Folding and Pre-Folding Natural Fractures in the Cupido Carbonate Platform and Speculative Fracture Characteristics in Equivalent Deep-Water Carbonate Facies
Abstract
Abstract
There is increased recognition that many natural fracture systems develop in beds that have not suffered significant strain. For example, drilling in extensive areas of unconventional resources has demonstrated the ubiquitous presence of fractures in the absence of significant folding or faulting. Experience shows that these fractures impact well cost and operational safety, well placement strategies, and expected well performance. However, exact prediction of natural fractures in the subsurface is challenging because effective methods of natural fracture prediction and interactions with hydraulic fractures still need to be developed and tested.
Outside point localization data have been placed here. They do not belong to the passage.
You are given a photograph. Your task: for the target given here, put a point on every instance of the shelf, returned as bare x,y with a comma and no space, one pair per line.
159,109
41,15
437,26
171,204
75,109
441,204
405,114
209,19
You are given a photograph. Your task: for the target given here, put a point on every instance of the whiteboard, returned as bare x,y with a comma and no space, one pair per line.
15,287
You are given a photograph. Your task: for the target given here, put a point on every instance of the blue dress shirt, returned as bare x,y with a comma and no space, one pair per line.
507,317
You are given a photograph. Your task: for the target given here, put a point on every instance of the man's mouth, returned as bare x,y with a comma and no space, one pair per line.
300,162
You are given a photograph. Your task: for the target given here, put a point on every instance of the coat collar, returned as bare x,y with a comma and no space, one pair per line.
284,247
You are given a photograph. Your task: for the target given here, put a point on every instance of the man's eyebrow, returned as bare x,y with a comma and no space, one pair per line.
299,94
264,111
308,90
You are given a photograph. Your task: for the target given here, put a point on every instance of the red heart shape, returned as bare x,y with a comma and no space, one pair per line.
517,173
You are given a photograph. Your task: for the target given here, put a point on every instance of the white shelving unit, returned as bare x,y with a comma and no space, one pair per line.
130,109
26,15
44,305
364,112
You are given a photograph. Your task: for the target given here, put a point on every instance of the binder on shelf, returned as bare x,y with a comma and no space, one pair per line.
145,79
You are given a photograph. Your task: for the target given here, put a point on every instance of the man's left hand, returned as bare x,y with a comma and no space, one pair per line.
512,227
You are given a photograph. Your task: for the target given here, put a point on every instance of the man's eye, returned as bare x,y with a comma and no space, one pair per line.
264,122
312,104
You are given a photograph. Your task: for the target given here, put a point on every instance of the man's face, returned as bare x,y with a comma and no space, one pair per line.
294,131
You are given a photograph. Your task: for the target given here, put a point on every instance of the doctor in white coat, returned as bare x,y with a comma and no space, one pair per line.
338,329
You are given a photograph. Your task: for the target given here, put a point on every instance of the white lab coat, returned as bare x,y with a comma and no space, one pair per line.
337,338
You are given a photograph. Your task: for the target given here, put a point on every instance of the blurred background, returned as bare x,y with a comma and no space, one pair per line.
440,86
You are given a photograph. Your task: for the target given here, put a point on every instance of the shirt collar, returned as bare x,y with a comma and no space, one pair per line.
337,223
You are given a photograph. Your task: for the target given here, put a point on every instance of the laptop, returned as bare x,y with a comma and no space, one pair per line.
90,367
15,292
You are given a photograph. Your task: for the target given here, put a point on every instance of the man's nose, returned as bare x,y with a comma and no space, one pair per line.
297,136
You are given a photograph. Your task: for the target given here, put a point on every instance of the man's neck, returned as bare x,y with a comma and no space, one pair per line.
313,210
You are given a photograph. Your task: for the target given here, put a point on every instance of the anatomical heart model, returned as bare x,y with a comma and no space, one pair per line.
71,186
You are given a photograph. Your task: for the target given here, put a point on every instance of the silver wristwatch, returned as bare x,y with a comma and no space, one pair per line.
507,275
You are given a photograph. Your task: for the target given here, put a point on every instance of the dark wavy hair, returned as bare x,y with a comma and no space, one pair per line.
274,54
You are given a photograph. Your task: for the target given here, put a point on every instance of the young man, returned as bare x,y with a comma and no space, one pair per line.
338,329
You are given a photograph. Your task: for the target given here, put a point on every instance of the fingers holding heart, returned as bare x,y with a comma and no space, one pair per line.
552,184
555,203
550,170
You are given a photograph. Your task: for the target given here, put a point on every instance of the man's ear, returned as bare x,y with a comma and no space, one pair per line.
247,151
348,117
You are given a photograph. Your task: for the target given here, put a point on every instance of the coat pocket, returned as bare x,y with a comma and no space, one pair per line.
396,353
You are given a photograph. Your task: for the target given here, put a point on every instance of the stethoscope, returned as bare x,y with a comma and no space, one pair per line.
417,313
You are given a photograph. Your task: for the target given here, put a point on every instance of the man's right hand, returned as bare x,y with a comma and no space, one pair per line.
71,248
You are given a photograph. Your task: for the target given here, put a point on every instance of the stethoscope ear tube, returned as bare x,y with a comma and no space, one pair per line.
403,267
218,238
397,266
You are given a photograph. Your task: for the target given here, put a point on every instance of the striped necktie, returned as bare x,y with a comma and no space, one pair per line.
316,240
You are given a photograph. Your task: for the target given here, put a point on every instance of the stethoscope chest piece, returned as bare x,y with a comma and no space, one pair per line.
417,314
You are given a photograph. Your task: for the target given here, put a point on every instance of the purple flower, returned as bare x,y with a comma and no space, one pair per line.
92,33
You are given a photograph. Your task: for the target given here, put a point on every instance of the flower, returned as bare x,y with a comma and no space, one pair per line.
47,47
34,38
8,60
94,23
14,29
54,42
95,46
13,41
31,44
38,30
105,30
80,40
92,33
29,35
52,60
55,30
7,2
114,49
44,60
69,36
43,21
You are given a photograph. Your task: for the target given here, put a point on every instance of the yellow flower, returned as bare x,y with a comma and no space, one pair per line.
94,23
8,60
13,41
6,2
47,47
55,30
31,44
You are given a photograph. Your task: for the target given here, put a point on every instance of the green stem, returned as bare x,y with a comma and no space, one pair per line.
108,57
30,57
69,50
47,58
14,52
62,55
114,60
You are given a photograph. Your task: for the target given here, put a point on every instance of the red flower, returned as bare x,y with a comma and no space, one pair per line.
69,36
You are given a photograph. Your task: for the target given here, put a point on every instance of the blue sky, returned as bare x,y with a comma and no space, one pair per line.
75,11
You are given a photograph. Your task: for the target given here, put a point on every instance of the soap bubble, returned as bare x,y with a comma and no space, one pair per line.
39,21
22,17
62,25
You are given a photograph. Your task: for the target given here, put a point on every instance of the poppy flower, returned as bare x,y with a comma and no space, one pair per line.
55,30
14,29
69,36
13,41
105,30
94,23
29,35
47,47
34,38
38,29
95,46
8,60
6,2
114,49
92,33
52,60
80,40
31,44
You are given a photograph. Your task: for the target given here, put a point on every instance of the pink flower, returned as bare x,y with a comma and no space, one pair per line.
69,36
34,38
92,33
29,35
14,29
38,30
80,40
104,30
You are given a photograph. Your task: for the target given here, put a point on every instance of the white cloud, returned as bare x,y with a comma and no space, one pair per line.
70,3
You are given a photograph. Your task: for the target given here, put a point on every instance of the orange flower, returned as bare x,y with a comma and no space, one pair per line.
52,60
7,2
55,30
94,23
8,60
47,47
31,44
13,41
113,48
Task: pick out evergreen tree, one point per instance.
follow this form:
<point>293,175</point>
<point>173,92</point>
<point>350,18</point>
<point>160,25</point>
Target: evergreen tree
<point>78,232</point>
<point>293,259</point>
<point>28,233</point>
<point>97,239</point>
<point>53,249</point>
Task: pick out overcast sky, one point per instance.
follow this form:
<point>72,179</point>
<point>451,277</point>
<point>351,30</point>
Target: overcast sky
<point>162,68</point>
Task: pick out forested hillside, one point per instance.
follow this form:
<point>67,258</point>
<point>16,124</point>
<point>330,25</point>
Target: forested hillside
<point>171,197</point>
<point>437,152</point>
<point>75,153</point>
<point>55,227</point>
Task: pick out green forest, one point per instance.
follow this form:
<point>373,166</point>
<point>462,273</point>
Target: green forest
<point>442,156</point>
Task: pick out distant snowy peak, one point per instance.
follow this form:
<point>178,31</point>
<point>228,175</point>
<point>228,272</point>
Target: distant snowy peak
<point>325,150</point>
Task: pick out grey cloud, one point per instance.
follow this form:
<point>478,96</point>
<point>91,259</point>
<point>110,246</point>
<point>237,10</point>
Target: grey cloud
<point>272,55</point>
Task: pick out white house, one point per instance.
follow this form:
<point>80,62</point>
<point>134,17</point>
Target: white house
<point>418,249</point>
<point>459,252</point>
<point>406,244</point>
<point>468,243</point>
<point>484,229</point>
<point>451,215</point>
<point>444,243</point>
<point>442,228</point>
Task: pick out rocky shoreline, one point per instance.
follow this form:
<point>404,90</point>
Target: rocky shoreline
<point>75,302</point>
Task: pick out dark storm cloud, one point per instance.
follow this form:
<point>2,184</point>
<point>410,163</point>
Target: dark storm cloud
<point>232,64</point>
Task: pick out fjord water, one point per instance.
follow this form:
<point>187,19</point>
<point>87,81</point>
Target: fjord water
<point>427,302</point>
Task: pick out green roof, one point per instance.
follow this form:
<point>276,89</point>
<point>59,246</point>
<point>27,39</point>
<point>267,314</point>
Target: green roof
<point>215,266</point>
The Cupido Formation, cropping out in the Sierra Madre Oriental near Monterrey, Mexico, contains fractured limestones and dolomites of Cretaceous Albian-Aptian age and is an analogue for pre-folding fractures. We show that the most obvious natural fracture sets in the Cupido likely formed before the spectacular folding that is observed in outcrops. Furthermore, the abundance of natural fractures appears to be primarily related to lithology and not to structural characteristics or bed thickness. Fracturing likely started early in the Cupido burial, prior to Laramide folding. Diagenesis, in which dolomite replaced some limestone, was the most important process that affected the pre-folding fractures in Cupido rocks.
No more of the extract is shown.